9.2 Venous thromboprophylaxis on the critical care unit

Published 06/06/2024

Best practice

  • All hospital inpatients should undergo a VTE risk assessment on admission and then again on first consultant review or within 24 hours.
  • Once classified into high or low risk, patients should receive appropriate prophylaxis, which will include compression stockings, mechanical compression devices and low molecular weight heparin (LMWH).

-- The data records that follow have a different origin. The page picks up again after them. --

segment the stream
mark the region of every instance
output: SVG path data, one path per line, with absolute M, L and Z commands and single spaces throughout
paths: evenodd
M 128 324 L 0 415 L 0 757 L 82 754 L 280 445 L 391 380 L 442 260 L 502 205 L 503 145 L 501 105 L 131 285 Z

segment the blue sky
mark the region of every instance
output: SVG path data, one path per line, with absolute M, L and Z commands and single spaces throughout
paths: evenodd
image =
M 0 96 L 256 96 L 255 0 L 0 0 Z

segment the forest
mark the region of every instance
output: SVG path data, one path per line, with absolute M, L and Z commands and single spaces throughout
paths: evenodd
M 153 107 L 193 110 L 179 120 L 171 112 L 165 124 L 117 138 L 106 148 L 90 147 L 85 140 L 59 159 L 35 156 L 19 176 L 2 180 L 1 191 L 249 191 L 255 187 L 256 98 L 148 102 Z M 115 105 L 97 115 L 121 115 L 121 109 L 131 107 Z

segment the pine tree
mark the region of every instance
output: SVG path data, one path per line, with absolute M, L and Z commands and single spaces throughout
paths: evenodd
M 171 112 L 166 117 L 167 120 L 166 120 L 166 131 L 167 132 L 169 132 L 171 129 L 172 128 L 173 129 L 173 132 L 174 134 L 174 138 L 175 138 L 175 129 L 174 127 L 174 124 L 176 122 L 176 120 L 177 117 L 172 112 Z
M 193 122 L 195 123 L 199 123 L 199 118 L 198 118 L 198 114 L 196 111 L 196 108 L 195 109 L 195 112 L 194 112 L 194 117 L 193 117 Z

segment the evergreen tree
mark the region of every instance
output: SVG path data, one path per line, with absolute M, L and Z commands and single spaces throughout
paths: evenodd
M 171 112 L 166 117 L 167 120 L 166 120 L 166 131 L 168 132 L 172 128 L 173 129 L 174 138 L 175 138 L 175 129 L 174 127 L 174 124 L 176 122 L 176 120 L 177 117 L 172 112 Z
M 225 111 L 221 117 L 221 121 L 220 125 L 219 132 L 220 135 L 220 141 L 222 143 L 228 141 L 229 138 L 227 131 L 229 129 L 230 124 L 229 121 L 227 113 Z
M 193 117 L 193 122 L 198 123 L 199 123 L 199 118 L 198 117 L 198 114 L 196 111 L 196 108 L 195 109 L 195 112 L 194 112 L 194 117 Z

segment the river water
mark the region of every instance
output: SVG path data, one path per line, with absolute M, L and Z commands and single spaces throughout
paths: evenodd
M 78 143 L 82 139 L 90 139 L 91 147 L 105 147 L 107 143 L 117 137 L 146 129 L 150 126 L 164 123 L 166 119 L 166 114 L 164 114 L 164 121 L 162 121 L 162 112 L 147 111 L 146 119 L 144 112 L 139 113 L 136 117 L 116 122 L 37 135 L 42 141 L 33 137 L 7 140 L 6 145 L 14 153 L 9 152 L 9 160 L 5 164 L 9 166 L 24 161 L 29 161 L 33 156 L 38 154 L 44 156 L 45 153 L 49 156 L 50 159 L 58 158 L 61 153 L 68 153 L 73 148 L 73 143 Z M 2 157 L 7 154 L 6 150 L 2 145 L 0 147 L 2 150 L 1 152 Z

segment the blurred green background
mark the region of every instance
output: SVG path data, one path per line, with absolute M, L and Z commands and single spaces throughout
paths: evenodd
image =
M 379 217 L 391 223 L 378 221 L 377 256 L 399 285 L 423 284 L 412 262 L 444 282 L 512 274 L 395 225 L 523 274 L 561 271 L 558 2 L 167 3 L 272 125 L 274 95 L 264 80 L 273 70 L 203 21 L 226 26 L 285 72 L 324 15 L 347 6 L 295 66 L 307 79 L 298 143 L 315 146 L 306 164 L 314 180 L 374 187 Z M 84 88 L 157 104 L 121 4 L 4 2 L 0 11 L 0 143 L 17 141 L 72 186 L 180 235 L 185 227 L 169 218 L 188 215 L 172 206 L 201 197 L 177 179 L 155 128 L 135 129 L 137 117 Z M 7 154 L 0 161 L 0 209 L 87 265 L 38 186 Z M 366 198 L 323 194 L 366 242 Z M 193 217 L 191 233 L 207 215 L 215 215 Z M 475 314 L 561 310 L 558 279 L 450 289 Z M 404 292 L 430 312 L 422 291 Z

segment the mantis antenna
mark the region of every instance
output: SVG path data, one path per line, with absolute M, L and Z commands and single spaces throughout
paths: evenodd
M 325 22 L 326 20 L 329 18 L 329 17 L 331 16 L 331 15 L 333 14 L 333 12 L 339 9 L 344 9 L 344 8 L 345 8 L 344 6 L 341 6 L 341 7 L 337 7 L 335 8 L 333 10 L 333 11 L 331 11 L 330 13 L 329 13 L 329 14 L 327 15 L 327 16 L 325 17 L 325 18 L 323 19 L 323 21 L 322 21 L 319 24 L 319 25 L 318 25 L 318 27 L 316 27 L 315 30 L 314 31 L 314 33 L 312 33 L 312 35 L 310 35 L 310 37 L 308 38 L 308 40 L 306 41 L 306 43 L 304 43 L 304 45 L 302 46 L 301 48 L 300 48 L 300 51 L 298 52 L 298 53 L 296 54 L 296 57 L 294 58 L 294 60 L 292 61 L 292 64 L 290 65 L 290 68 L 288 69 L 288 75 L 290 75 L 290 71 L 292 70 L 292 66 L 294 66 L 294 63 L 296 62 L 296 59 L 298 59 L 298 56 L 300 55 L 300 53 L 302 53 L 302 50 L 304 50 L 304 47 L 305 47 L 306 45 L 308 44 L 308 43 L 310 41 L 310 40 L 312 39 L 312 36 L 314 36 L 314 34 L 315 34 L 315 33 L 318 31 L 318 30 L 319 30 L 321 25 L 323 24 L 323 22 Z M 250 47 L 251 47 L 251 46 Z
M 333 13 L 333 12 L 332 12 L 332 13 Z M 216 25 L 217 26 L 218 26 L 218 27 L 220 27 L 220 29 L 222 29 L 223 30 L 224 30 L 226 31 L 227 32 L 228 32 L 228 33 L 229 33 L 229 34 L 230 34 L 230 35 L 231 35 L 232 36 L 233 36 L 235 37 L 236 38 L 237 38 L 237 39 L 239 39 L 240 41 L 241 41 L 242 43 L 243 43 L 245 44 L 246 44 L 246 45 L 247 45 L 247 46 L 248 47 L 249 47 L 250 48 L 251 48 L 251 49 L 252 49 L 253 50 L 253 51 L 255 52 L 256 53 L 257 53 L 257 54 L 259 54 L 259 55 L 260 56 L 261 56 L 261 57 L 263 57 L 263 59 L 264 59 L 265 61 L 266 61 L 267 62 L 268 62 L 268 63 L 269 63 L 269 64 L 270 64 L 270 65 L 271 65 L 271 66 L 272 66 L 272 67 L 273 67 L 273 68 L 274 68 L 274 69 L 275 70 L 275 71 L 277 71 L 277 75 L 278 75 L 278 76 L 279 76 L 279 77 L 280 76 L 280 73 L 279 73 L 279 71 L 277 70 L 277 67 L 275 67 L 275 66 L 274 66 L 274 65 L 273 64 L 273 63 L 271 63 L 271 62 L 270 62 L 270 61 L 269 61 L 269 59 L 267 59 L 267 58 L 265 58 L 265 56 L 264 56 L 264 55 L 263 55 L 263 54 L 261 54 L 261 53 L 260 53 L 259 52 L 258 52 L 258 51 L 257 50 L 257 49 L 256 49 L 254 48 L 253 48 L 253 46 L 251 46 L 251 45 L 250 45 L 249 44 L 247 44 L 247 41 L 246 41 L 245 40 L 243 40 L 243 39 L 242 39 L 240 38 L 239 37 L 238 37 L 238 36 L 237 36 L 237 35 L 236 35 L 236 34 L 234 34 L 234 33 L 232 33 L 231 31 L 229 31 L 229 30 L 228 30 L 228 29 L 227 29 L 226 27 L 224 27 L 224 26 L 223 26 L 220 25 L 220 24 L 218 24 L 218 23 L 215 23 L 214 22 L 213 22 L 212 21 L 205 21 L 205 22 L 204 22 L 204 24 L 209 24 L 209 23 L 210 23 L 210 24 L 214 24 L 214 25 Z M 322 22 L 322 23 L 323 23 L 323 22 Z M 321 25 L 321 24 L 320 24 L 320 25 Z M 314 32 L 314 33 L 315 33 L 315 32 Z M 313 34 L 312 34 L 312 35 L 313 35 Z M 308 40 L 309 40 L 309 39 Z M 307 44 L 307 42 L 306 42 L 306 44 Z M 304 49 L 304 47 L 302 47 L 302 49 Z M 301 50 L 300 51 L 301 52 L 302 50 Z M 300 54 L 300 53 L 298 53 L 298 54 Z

There are separate recommendations related to patients with specific conditions (eg spinal injury, stroke).
  • NICE also recommends that patients admitted to CCU undergo a separate VTE/bleeding risk assessment on admission to the unit and at least daily thereafter.4,5
  • LMWH should be standard prophylaxis for patients admitted to CCU and should be commenced within 24 hours of admission if not contraindicated.3 Exceptions include, but are not limited to, patients fully anticoagulated by other means, patients with heparin allergy or reactions (heparin-induced thrombocytopenia) and active bleeding. Where exceptions to standard prophylaxis have occurred, the reasons for them should be clearly recorded in the notes to avoid confusion.
  • LMWH prophylaxis should continue for at least seven days. Patients in the last days of life do not require VTE prophylaxis.4
  • Compression stockings are not recommended for CCU patients because of problems with skin viability and circulation, although other mechanical compression devices may be indicated in some patients if pharmacological prophylaxis is not possible. Mechanical prophylaxis should continue until ‘normal mobility’ has resumed.